Remember the good ‘ol days — back in 1998, say — when companies issued pagers to their employees in the field so they could summon them in an emergency? It was a clean and simple.
But with the introduction of the iPhone in 2007 — and the iPad a few years later – the technology landscape changed dramatically. Today, employees — especially those who work outside the office – are equipped with a dizzying array of devices to keep them connected to supervisors, colleagues, and clients. They’re getting work done remotely from home offices, corner coffee shops, airports, and hotel rooms.
The era of IT departments mandating specific hardware, operating systems, or technologies is quickly disappearing, In its place a new culture is growing where employees are given more autonomy — and responsibility — for selecting their own technology.
You’re probably familiar with the term BYOB (Bring Your Own Beer/Bottle) when it comes to parties, right? Well, a new acronym has emerged in recent years as one of the hottest buzzwords in technology: BYOD, or “bring your own device.” It can have enormous implications for the way companies do business.
Let’s take a closer look at the BYOD trend, what it means for your business, and how you can maximize its effectiveness.
What is BYOD?
Simply, a company that embraces a BYOD policy allows employees to use their own devices – laptops, smartphones, and tablets, for example – in their work environment. Users are free to use gadgets of their own choosing, limited only by whatever BYOD policies are put in place.
Here are some of the significant findings about BYOD, according to the Microsoft Security Blog:
- 53% of organizations officially condone BYOD in some way, but less than half of them provide any financial subsidy for users who supply their own equipment.
- 22% of organizations allow personal devices to be used, but require that they be managed by the company IT personnel.
- Cost savings resulting from employees using their own PCs and mobile devices may be offset by increased IT support and security costs.
- A majority of companies are somewhat or very concerned about the risk of data breaches or intellectual property leaks.

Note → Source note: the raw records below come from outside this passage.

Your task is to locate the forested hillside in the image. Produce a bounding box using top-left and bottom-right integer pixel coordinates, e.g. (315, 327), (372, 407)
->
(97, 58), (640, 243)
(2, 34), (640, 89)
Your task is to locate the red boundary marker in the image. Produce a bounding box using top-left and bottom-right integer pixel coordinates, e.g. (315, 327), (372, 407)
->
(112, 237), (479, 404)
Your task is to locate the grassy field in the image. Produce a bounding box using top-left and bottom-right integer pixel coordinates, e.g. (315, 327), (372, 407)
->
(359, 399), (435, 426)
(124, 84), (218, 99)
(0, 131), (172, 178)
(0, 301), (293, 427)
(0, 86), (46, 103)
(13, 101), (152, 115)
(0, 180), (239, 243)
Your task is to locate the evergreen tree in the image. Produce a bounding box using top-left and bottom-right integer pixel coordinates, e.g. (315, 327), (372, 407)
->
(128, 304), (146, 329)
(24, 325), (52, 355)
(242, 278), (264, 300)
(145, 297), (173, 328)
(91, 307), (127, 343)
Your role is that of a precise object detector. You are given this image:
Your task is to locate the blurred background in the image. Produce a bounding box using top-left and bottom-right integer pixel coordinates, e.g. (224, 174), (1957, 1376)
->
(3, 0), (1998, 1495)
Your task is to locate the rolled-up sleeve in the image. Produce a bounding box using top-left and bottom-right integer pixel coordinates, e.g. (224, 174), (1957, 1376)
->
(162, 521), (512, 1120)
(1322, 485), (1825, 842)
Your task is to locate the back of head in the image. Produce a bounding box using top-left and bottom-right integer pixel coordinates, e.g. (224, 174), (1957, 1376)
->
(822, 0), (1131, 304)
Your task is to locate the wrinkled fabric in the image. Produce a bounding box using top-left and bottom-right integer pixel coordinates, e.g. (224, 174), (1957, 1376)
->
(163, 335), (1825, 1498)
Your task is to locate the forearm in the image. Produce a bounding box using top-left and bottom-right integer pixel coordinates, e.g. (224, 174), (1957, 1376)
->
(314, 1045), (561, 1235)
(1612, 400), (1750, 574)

For organizations to embrace and implement BYOD, there has to be a compelling business case to support it and the rewards must outweigh the risks. Here are a few of them:
Benefits for Your Employees
Your employees will gladly embrace a BYOD policy, which means they get to use devices and applications that are more familiar to them. Being able to choose which hardware and platforms creates more satisfied and productive workers.
According to a recent iPass survey, employees who are allowed to use their own devices enjoy increased mobility, higher job satisfaction, and improvements in efficiency and productivity. This also relates to benefits for the organization – the survey of 1,100 mobile workers showed that “employees who use mobile devices for both work and personal issues put in 240 more hours per year than those who do not.”
Benefits for Your IT Investment
Because employees are responsible for the maintenance and upkeep of the devices they personally own, your Information Technology vendor will probably like BYOD for a number of reasons:
- simplified infrastructure to maintain
- reduction in ongoing end-user device management, troubleshooting and support
- time to focus on more strategic initiatives.
One downside: IT personnel have to be familiar with a broad range of devices in order to get them connected to company resources, or be able to provide any support at all. This is why all our technicians are well-versed in all mobile devices.
Benefits for Your Business
A progressive BYOD policy can help to attract and retain top performers, who seek flexibility in their work arrangements and often are willing to put in time outside of traditional work hours.
Another consideration: training time is reduced, and employees are more efficient and productive — benefits that can directly impact your bottom line.
For organizations that embrace BYOD, individual users (employees) tend to upgrade to the latest hardware, and migrate to the newest software platforms much more quickly than companies. The business gets to take advantage of cutting edge technology without the pain and expense of a massive hardware refresh or software upgrade.